John and Robert Kennedy, it always seemed to me, were restless in the Senate. Sure, you could vote and make speeches and affect legislation. They both, I thought, wanted to be in charge of something so they ran for president. One made it; the other was murdered trying.
Edward Kennedy, the youngest brother, took over John's seat as soon as he was old enough--thirty. A family friend kept it warm during the wait. Ted Kennedy was elected in 1962 and he's been there ever since, longer than anyone except Robert Byrd of West Virginia who was probably standing there waiting when they first brought the desks into the Chamber.
And the youngest Kennedy likes the Senate. I mean, you'd have to, to stay there that long. He likes it and he's been good at it--always an excellent staff, had an influence on a lot of legislation. John McCain said, on learning of Kennedy's brain tumor diagnosis, "I have described Ted Kennedy as the last lion in the Senate...because he remains the single most effective member...if you want to get results." He is a liberal, of course, a spokesman for liberal causes, but one who was always willing to work with Republicans to achieve a common goal.
A very effective senator, and, when he ran in 1980, a very ineffective presidential candidate. I think he only did it because it was what the Kennedy men did. When CBS's Roger Mudd asked him on camera why he wanted to be president, the answer was, to put it kindly, hard to understand.
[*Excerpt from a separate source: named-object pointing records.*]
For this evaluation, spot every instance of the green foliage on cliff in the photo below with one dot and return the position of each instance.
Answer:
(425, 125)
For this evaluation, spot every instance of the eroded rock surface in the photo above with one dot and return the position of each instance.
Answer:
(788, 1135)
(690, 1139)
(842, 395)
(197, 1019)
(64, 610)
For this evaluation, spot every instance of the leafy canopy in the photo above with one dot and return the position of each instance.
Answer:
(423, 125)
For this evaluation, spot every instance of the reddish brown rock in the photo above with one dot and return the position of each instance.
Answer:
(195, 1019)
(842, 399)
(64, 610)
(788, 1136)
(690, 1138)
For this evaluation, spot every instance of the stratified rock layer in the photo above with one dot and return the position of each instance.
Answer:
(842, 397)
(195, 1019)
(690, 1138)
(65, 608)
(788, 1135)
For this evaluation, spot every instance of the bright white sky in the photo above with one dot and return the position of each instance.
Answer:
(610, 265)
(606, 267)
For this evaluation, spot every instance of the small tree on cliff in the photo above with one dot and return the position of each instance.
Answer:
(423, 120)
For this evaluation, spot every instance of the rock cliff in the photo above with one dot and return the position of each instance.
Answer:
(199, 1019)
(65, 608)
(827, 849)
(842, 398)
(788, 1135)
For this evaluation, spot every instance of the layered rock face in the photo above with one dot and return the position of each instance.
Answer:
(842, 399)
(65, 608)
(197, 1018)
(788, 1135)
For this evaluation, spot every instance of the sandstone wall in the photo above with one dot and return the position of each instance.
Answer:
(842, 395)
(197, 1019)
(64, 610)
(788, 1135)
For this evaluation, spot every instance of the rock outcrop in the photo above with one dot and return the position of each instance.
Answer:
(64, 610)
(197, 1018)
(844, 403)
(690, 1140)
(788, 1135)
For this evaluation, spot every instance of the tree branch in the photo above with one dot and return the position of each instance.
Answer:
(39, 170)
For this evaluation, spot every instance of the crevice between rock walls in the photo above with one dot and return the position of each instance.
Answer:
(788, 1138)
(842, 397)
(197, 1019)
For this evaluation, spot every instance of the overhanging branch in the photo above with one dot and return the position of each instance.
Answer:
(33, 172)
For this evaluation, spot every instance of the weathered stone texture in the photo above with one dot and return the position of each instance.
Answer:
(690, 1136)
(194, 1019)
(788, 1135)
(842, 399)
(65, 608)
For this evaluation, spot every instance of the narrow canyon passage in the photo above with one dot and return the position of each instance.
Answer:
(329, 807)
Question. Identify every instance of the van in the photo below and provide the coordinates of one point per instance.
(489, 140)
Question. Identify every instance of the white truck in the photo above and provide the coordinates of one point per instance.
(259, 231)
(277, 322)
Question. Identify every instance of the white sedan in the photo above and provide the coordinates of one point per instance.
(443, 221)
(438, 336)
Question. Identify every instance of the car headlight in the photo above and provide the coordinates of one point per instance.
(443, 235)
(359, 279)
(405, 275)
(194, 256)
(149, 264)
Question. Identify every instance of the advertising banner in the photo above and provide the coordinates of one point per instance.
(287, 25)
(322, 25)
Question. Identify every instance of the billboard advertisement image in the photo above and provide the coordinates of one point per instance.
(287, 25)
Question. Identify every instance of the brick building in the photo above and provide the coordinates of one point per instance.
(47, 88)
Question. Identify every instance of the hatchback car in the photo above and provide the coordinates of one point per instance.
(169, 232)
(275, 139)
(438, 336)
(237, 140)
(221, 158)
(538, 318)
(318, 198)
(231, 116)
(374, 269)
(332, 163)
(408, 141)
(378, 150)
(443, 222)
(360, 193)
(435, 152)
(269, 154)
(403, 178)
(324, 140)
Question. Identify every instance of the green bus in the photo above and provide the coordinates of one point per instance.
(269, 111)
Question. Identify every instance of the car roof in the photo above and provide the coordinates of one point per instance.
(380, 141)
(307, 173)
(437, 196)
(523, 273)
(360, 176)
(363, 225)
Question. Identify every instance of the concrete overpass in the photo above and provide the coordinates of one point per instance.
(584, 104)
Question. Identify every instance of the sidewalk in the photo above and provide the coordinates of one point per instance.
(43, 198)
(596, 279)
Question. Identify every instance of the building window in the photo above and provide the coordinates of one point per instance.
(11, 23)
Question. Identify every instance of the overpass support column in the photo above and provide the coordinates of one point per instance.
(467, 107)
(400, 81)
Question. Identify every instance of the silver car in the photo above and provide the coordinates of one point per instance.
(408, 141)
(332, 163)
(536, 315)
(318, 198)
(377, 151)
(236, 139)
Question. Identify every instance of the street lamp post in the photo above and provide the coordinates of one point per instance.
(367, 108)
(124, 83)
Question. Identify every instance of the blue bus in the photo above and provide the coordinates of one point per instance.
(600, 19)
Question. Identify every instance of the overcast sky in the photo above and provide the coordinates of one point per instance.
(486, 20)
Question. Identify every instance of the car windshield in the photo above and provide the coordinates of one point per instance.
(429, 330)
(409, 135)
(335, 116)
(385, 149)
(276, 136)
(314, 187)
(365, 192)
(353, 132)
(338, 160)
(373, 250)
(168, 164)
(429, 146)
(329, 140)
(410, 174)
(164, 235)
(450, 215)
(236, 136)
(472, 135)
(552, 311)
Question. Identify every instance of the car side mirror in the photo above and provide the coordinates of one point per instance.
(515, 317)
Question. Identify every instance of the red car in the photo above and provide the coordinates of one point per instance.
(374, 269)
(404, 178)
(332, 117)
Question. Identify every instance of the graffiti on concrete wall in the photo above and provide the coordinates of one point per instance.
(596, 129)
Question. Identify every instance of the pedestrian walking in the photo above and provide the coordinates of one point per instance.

Something about natural resources, I remember that.
I don't think we've ever had a political dynasty quite like the Kennedys. Sure there have been other families--several Roosevelts were in politics one way or another. But none of them turned into rock stars. The Kennedys did, whether it was Jacqueline Kennedy Onassis telling Theodore White about Camelot, or Robert Kennedy in 1968 breaking the news of Dr. Martin Luther King's assassination to a mostly black campaign crowd: "I too had a bother who was killed by a white man," or whatever your favorite memory of the brothers is.
We've been lucky, I think, to have had them around all these years.